Senior VP Phil Schiller, meanwhile, sounds slightly more thrilled, saying in its three-year life span the App Store has "grown to become the most exciting and successful software marketplace the world has ever seen."
But Apple is largely understated in announcing the achievement. Let's look at the numbers revealed in the press release:
- 15 billion apps downloaded
- More than 200 million iOS users (iPhone, iPad, iPod Touch)
- Over 100,000 native iPad apps
- 425,000 overall apps
- Consumers in 90 countries
- Over $2.5 billion in revenue share to developers thus far
This means an average app download rate of about 415 million per month—huge. But at the WWDC developer conference just a few weeks ago Apple noted it had sold 14 billion apps, which means over a billion sold in just a single month (and it added 10,000 apps to the iPad catalog in the same period). This means the pace of App Store sales is accelerating at a rather rapid rate. That's quite definitely changing the mobile marketplace, and having a ripple effect on the entire software market.
Over 200 million iOS users is another huge figure, and since we can assume a significant majority of these users have their credit cards on file with Apple so they can buy apps and music, Apple may have one of the very biggest customer databases in the world—with a proven reliability as a vendor, and billions of dollars in sales. This sets it up perfectly to become an innovator in the mobile payments space—even PayPal has a database of only 90 million. And because Apple covers 90 countries, it could potentially try to change the world's spending habits, rather than the regional attempts that other companies like Google are trying.

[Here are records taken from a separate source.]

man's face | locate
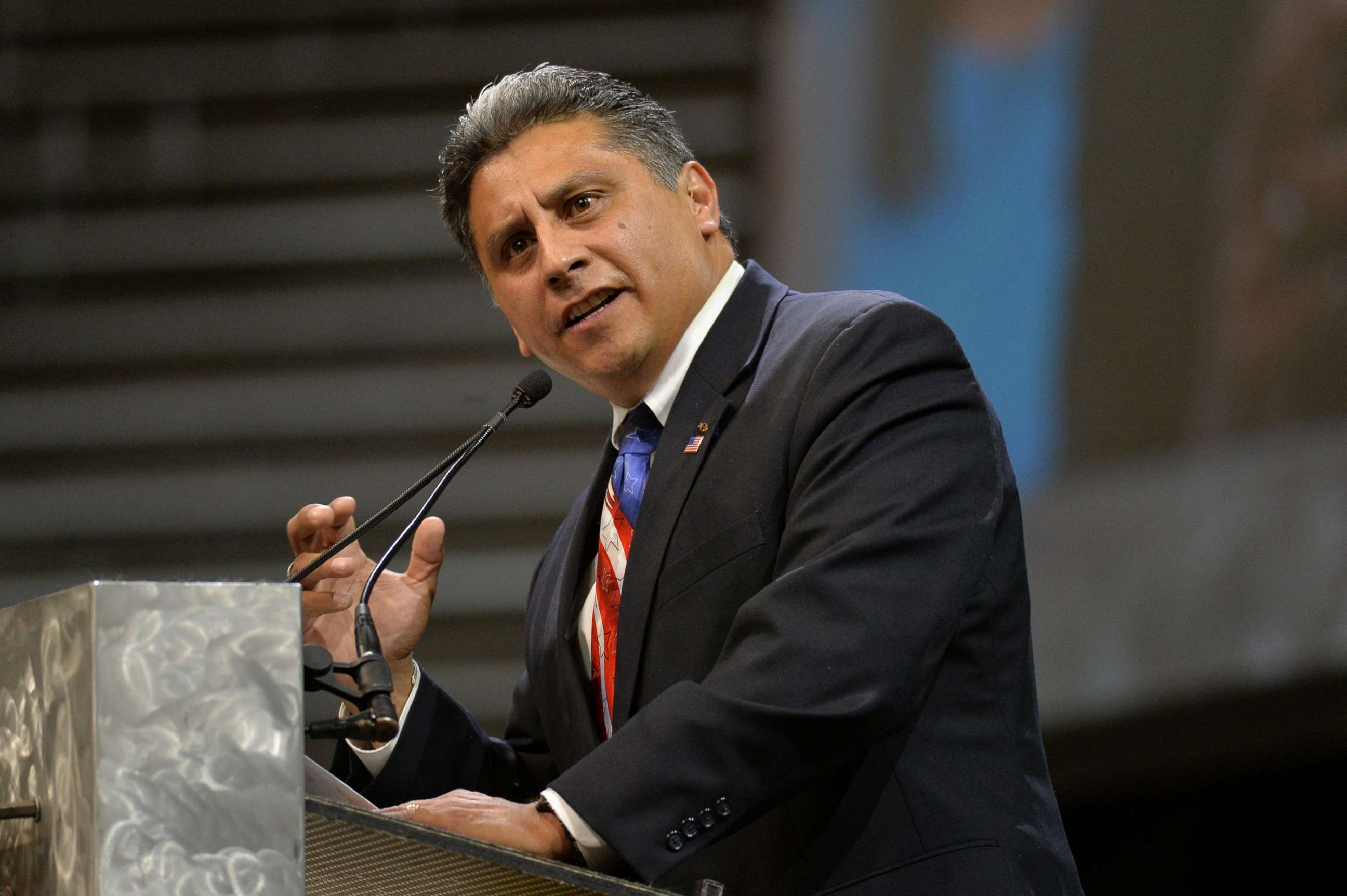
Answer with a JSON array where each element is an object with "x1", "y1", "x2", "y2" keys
[{"x1": 469, "y1": 116, "x2": 730, "y2": 406}]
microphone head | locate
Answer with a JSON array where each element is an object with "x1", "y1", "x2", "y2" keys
[{"x1": 514, "y1": 370, "x2": 552, "y2": 408}]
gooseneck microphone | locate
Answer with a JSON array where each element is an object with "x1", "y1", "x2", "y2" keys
[
  {"x1": 304, "y1": 370, "x2": 552, "y2": 741},
  {"x1": 286, "y1": 370, "x2": 552, "y2": 584}
]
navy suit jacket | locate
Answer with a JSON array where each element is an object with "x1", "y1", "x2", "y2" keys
[{"x1": 337, "y1": 262, "x2": 1080, "y2": 896}]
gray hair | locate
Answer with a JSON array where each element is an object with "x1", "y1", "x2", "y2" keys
[{"x1": 437, "y1": 63, "x2": 738, "y2": 273}]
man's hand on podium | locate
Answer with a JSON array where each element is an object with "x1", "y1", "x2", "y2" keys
[
  {"x1": 286, "y1": 497, "x2": 444, "y2": 716},
  {"x1": 380, "y1": 790, "x2": 575, "y2": 862}
]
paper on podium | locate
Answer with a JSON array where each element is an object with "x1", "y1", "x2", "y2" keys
[{"x1": 305, "y1": 756, "x2": 378, "y2": 811}]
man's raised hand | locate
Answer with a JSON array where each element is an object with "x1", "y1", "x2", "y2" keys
[{"x1": 286, "y1": 497, "x2": 444, "y2": 713}]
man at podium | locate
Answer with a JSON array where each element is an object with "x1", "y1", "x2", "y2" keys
[{"x1": 288, "y1": 66, "x2": 1079, "y2": 896}]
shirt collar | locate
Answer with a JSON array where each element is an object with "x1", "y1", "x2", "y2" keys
[{"x1": 613, "y1": 261, "x2": 744, "y2": 448}]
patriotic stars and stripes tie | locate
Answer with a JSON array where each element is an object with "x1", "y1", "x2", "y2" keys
[{"x1": 590, "y1": 404, "x2": 663, "y2": 739}]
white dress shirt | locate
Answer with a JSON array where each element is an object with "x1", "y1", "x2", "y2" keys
[{"x1": 346, "y1": 261, "x2": 744, "y2": 871}]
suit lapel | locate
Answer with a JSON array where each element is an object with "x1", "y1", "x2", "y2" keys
[
  {"x1": 611, "y1": 261, "x2": 787, "y2": 729},
  {"x1": 544, "y1": 438, "x2": 617, "y2": 767}
]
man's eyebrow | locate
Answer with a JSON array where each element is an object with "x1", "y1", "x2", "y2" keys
[
  {"x1": 486, "y1": 168, "x2": 613, "y2": 258},
  {"x1": 543, "y1": 169, "x2": 613, "y2": 208}
]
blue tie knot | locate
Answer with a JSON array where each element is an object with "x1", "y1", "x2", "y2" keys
[{"x1": 613, "y1": 404, "x2": 664, "y2": 529}]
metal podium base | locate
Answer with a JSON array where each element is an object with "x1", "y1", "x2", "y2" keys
[{"x1": 305, "y1": 796, "x2": 669, "y2": 896}]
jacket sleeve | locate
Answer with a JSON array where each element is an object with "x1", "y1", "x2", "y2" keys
[
  {"x1": 333, "y1": 670, "x2": 556, "y2": 806},
  {"x1": 551, "y1": 299, "x2": 1010, "y2": 881}
]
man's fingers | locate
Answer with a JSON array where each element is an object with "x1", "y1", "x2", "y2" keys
[
  {"x1": 300, "y1": 591, "x2": 353, "y2": 622},
  {"x1": 286, "y1": 495, "x2": 355, "y2": 554},
  {"x1": 291, "y1": 553, "x2": 360, "y2": 591},
  {"x1": 403, "y1": 517, "x2": 444, "y2": 595}
]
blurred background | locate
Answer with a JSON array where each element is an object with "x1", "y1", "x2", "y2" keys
[{"x1": 0, "y1": 0, "x2": 1347, "y2": 893}]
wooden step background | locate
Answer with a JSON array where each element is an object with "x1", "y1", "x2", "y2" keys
[{"x1": 0, "y1": 0, "x2": 761, "y2": 729}]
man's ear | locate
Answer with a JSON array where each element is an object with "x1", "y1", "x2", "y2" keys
[
  {"x1": 509, "y1": 327, "x2": 533, "y2": 358},
  {"x1": 679, "y1": 162, "x2": 721, "y2": 238}
]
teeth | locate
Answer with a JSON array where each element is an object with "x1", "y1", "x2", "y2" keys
[{"x1": 566, "y1": 289, "x2": 618, "y2": 324}]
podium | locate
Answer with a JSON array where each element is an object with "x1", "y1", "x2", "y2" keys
[{"x1": 0, "y1": 581, "x2": 684, "y2": 896}]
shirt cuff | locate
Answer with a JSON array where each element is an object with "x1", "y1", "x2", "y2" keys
[
  {"x1": 542, "y1": 787, "x2": 623, "y2": 872},
  {"x1": 337, "y1": 659, "x2": 420, "y2": 778}
]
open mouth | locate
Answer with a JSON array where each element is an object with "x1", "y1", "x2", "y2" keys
[{"x1": 566, "y1": 289, "x2": 626, "y2": 328}]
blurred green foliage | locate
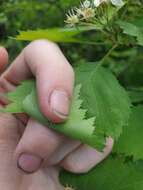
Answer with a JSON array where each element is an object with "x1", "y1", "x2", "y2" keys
[{"x1": 0, "y1": 0, "x2": 143, "y2": 88}]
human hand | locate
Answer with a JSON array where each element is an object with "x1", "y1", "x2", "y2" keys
[{"x1": 0, "y1": 43, "x2": 113, "y2": 190}]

A $2.5 billion payout to developers means Apple itself has made over $1 billion in revenues from the sale of apps thanks to the 70/30 sales split the App Store works on.
All of this, combined with the imminence of the iPhone 5, which Apple expects to sell more units than any previous model, and the increasingly loud rumors of an iPad update coming before the end of 2011, means this should be a very good year indeed for Steve Jobs and the gang. It also means other players in the tablet and smartphone space will likely have an even tougher time catching Apple.